Io li vedo tutti i giorni, gli italiani di Londra. Ma qualcuno di voi li avrà visti solo a Servizio Pubblico, giovedì sera. Quelli erano soprattutto giovani, ma gli Italians of London sono ormai mezzo milione. Una crescita vertiginosa. Un fenomeno preoccupante: o almeno, io se fossi un dirigente italiano mi preoccuperei di una diaspora del genere. Invece il ministro Saccomanni è venuto a Londra a raccontare alla City che siamo un paese serio, non faremo default, ma non possiamo fare riforme e in sostanza non cambierà nulla. Tant’è che il governo, invece che far rientrare i suoi giovani, ha “deciso di aiutarli a trovare lavoro qua, dove il mercato del lavoro è più fluido e le opportunità maggiori”. Parole di ministro. Abbastanza incredibili, ma è così che ragionano i nostri politici. Però siamo di fronte a una vera fuga, negli ultimi 18 mesi sono sbarcate ufficialmente sull’isola 90mila persone.
In tanti si sono registrati all’Aire (Anagrafe Italiani Residenti all’Estero): triplicateli, e avrete il numero reale di quanti, giovani e meno, studenti e professionisti, lavoratori e ricercatori, hanno fatto la valigia in cerca di un futuro migliore. Perché questa è la realtà. Sono in fuga da un paese in crisi, dove scarseggia il lavoro, ma soprattutto manca una visione del futuro, una prospettiva e una chance. Quindi, mentre li sentivo parlare, a Servizio Pubblico ho pensato che il titolo del libro di Barbara Serra, in uscita in questi giorni, è proprio azzeccato: Gli italiani non sono pigri (Garzanti, pagg. 196, euro 14.90). Questo è uno degli stereotipi che ci accompagnano all’estero: gli italiani lavorano meno, vogliamo fare la pausa pranzo e la pennichella, siamo mammoni e non abbiamo quelle “palle di ferro” di cui si vanta il nostro presidente del Consiglio.
Ma Barbara Serra, giornalista di punta di Al Jazeera e volto noto anche in Italia, è una che vive all’estero da 30 anni. È una che ti dice: ho avuto fortuna che i miei si siano trasferiti quando avevo otto anni. Se rimanevo in Italia passavo le giornate guardando Rai1 e avrei pensato che per far carriera dovevo sculettare in tv, invece che sgobbare sodo, studiare, fare i turni di notte, per arrivare dove sono arrivata.

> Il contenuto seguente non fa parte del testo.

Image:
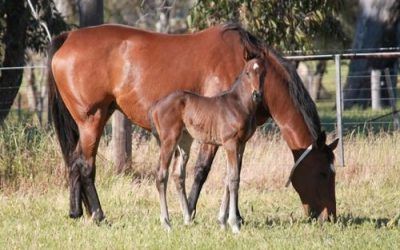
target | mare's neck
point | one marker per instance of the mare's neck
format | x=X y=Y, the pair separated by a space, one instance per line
x=285 y=113
x=241 y=92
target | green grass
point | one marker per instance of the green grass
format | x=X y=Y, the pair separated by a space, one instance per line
x=34 y=201
x=273 y=220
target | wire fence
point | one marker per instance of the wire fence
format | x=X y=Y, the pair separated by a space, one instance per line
x=331 y=99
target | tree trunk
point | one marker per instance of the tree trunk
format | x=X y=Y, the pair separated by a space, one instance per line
x=90 y=12
x=15 y=44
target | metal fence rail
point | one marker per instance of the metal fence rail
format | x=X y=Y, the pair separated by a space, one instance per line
x=339 y=101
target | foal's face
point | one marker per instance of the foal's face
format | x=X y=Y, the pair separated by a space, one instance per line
x=254 y=74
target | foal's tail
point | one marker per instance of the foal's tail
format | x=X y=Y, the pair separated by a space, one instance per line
x=153 y=126
x=66 y=128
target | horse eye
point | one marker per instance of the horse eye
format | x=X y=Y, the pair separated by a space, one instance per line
x=323 y=175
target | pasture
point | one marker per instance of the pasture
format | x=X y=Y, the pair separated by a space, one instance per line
x=34 y=198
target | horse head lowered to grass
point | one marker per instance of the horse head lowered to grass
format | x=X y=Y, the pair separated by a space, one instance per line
x=95 y=70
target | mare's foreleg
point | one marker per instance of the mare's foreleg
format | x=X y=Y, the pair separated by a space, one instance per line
x=181 y=158
x=86 y=164
x=203 y=165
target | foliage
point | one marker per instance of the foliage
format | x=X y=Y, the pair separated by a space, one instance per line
x=36 y=37
x=286 y=25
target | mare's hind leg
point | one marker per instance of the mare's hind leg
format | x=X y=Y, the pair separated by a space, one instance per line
x=203 y=165
x=181 y=158
x=89 y=137
x=168 y=146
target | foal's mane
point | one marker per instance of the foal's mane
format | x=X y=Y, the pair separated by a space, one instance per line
x=298 y=93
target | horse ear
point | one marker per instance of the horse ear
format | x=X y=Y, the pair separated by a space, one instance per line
x=333 y=145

Il libro è pieno di confronti tra mentalità e spunti interessanti (sulla famiglia, il fallire e il ripartire, la costanza nel lavoro), ma due cose soprattutto mi hanno colpito. Che poi sono le stesse che trapelavano dalle parole dei ragazzi a Servizio Pubblico.
La prima: gli italiani lavorano più degli altri. Allora perché siamo considerati dei fannulloni? Perché l’Europa ha paura di noi? Perché il nostro sistema non è efficiente e grandi sforzi vanno sprecati. Parliamo troppo e non andiamo dritti al punto, come per esempio gli inglesi (l’email di un inglese è di due righe, quella di un italiano di 20). Oppure abbiamo priorità sbagliate: ci alziamo durante una riunione se arriva la telefonata di una persona più importante. Il che denota come funziona la macchina e cioè conta più mantenere buone relazioni che portare a casa il risultato.
La seconda: la meritocrazia come antitesi a nepotismo, raccomandazioni e familismo amorale. Ma meritocrazia vuol dire selezione, competizione e ambizione. E la retorica buonista italiana invece non le nomina mai. Vogliamo il merito? Sappiate che uno su mille ce la farà, gli altri no. Quei ragazzi di Servizio Pubblico invece si sono messi in gioco. Hanno fatto la valigia – a malincuore come tutti gli emigranti – e per usare le parole di Barbara Serra “è un gravissimo peccato che tanti giovani sentano il bisogno di andare all’estero per realizzarsi”.
Statene certi: una volta a Londra, nessuno li accusa più di essere pigri. Il vero disastro è che una volta qua, non hanno più voglia di tornare indietro. “Tanto l’Italia non cambierà mai, dicono”.